Defenders of the Khimki Forest began on July 27th a legal analysis of Teplotekhnika’s documents and discovered that the company has violated several procedural stipulations. First, say the activists, Teplotekhnika does not have necessary building permits, any forest reclamation projects, nor any logging permits that are required by local authorities, and which must also be received by the Khimki City District in accordance with law. For these reasons, the Defenders of the Khimki Forest sent a complaint to the Russian prosecutor general.

More deception

This situation became far worse on Saturday when activists discovered a new clear cutting site in the centre of the Khimki forest near the village of Vashutino. Ecologists dismantled a logging site next to the felled area. Parallel to this, they were preparing for a meeting with Teplotekhnika’s management, which had been scheduled for the same day at the House of Culture in the town of Khimki. However, when town residents, ecologists, and other defenders of the forest were on their way to the meeting, it was announced that the Khimki town administration, for unknown reasons, had pushed back the meeting to a later and as yet unknown time. Teplotekhnika then announced that the Khimki town administration had refused to supply a venue for the meeting.

As this was occurring, a meeting in support of clearcutting the forest was taking place. Some 200 people who arrived in three busses displayed carefully printed placards reading: “Exhaust from Leningrad poisons Khimki Residents,” “Chirikov is a Top Hat,” and “Moscow will decide Matters for Us.” Some of the demonstrators were wearing jerseys with emblems reading “ Youth Guard of United Russia,” a reference to the political party created by former president, now prime minister, Vladimir Putin. Some Khimki residents reported recognizing members of the town administration among the demonstrators.

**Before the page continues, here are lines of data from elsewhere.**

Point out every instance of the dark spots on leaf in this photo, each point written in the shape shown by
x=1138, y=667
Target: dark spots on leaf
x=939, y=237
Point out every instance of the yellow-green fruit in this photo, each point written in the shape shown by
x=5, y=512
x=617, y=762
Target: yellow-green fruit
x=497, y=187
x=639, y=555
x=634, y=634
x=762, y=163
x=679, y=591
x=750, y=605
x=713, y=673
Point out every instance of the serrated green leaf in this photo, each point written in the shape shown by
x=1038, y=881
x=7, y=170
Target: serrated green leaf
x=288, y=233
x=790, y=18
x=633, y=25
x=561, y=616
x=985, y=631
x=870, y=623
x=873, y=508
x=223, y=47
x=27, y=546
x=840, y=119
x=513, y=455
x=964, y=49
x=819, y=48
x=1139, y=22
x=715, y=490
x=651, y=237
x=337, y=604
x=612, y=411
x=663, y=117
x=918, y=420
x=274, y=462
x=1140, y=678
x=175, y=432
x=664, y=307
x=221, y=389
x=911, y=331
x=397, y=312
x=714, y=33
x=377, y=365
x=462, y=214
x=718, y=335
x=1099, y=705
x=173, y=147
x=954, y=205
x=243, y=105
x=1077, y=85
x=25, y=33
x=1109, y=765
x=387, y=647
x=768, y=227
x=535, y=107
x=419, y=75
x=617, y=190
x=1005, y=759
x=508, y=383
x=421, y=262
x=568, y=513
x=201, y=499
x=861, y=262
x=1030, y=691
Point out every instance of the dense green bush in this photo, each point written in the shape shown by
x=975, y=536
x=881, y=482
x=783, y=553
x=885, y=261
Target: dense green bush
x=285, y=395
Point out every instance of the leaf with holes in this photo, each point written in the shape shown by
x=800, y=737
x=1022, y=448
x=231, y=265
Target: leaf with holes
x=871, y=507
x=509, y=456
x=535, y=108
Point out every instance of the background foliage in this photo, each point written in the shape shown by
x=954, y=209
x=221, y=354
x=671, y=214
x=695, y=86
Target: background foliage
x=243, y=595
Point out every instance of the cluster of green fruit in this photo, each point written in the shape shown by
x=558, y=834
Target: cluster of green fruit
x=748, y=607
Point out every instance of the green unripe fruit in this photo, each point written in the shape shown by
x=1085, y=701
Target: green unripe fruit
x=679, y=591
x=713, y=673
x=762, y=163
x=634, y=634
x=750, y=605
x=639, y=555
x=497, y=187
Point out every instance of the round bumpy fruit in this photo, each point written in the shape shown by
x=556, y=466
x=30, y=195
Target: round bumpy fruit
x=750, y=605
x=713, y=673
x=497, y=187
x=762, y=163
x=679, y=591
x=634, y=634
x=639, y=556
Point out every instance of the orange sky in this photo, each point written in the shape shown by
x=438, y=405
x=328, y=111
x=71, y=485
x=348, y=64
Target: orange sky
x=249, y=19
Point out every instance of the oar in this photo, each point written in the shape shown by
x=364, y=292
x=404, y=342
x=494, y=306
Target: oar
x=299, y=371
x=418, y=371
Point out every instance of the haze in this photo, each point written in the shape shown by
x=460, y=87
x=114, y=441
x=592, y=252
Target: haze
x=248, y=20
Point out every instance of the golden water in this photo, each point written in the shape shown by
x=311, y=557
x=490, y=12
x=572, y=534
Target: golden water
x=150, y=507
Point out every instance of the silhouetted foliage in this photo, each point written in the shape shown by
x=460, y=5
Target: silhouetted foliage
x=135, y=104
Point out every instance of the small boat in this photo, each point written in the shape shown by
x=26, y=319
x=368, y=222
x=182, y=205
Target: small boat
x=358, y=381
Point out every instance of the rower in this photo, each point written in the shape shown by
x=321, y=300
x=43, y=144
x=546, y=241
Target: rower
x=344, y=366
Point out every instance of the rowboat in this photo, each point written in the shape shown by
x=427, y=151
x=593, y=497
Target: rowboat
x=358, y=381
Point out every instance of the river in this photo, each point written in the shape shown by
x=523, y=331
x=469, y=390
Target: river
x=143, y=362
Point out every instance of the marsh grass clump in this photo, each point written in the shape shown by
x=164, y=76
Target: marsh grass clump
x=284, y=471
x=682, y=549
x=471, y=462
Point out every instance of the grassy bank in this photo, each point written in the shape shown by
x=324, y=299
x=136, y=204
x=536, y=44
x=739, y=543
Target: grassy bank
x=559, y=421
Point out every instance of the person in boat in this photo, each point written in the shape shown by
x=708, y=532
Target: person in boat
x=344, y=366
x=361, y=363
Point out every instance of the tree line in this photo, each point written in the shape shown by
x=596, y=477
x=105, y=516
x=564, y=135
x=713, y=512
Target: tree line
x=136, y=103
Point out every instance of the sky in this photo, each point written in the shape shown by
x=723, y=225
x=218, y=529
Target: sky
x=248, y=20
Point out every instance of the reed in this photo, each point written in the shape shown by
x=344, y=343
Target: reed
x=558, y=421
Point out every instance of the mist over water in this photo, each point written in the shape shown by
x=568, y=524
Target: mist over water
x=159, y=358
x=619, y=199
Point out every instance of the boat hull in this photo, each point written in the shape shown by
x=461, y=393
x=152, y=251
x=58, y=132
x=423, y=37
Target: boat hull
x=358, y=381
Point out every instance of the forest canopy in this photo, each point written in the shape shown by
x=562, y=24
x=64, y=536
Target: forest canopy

After the failed meeting with the Teplotekhnika, actitivists returned to the clear-cutting site in the Khimki forest, where they discovered a huge cordon of police. When they asked to see the logging permits, the ecologist were turned down, and police chained off the logging area. Yet, Sergei Mitrokhin, a parliamentarian with the opposition party Yabloko, managed to penetrate the logging camp, where he found two tree felling devices. He was not able to locate any logging permits, however, as he was dragged by police from the site. Activists have built a new camp across the road, which is housing environmentalists and journalists from national newspapers.

On war footing

As many as several hundred young people also took to the streets in Khimki to support the activists. Carrying banners reading “We will clean the forest of fascist occupiers,” they headed for the town administration building firing non-lethal weapons, burning roman candles, and shouting “We will save the Russian forest,” and “Find Another Route for the Highway.” As a result, of the demonstrations several windows at the Khimki town administration office were broken, the door was broken, and graffiti reading “Russian Forest” was spray painted on the building’s walls, The activists then made for the train station to Moscow and no arrests were made.  

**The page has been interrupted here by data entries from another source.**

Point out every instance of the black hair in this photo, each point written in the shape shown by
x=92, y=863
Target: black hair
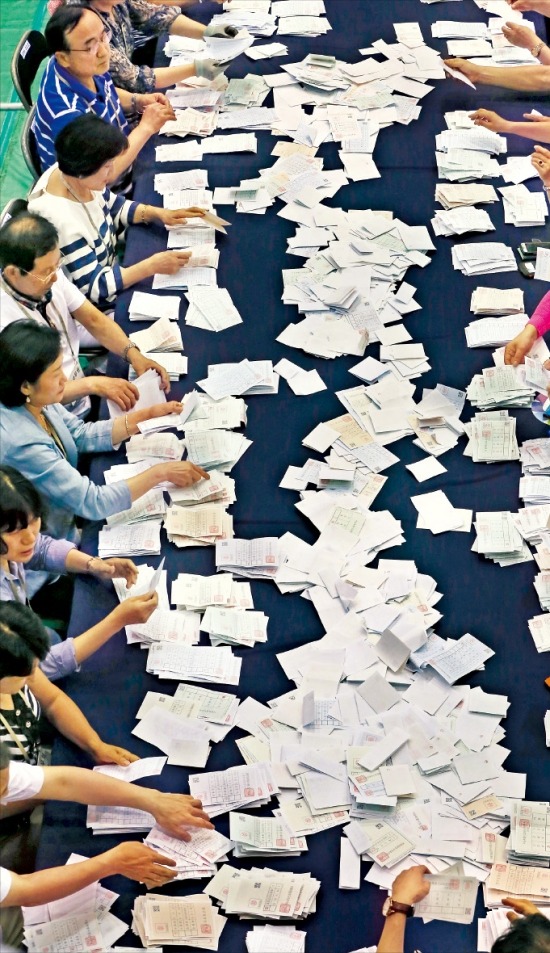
x=63, y=22
x=24, y=238
x=526, y=935
x=87, y=143
x=23, y=640
x=20, y=502
x=27, y=349
x=5, y=756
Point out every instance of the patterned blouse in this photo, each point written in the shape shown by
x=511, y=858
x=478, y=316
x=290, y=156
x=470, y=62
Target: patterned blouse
x=126, y=20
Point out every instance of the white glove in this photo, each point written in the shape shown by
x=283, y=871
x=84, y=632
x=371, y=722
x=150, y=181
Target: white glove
x=222, y=30
x=209, y=69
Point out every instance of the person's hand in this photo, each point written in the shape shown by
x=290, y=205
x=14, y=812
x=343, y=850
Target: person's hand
x=141, y=363
x=489, y=120
x=176, y=812
x=523, y=907
x=470, y=70
x=103, y=753
x=141, y=863
x=168, y=262
x=519, y=35
x=518, y=347
x=179, y=216
x=540, y=160
x=154, y=117
x=410, y=886
x=224, y=31
x=122, y=392
x=183, y=473
x=137, y=609
x=209, y=69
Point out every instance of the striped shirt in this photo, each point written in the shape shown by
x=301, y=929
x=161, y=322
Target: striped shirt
x=62, y=98
x=88, y=237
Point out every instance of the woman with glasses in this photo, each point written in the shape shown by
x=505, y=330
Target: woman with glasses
x=43, y=440
x=91, y=219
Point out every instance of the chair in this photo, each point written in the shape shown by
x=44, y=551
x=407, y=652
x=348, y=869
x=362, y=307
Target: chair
x=29, y=53
x=28, y=147
x=11, y=209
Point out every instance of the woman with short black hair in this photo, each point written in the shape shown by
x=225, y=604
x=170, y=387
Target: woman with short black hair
x=91, y=220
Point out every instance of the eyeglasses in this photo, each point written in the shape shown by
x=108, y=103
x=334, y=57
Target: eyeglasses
x=47, y=277
x=94, y=45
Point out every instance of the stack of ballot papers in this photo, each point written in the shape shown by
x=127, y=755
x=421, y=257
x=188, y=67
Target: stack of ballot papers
x=492, y=438
x=499, y=540
x=504, y=386
x=263, y=837
x=241, y=786
x=177, y=921
x=455, y=196
x=483, y=258
x=234, y=626
x=254, y=558
x=267, y=938
x=80, y=921
x=264, y=894
x=495, y=301
x=194, y=664
x=196, y=858
x=141, y=538
x=201, y=525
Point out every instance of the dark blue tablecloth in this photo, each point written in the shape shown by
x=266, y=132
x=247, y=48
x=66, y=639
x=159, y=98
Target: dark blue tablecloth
x=481, y=598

On Friday, despite a moratorium place on logging by the prosecutors’ office, clear cutting continued – still without any official permission. The Yabloko party has appealed to Russian Prosecutor General Yury Chaika, sedding him a letter reading in part that, “in accordance with the law on vehicle roads, clear-cutting is only allowed after permission has been secured for construction of a road.”

Many events surrounding these events remain unclear. It is still unknown who the masked invaders are or represent, and it is still foggy who held the meeting in favour of felling the Khimki forest, and who the individuals were who held the violent protest in defence of the forest. Unfortunately, the police do not appear to have much interest in ascertaining these facts, even though a criminal case has been filed over destruction to the Khimki administration building. And in that case, only activists who where located at the camp several kilometres away have been questioned.  

Charles Digges contributed writing and reporting.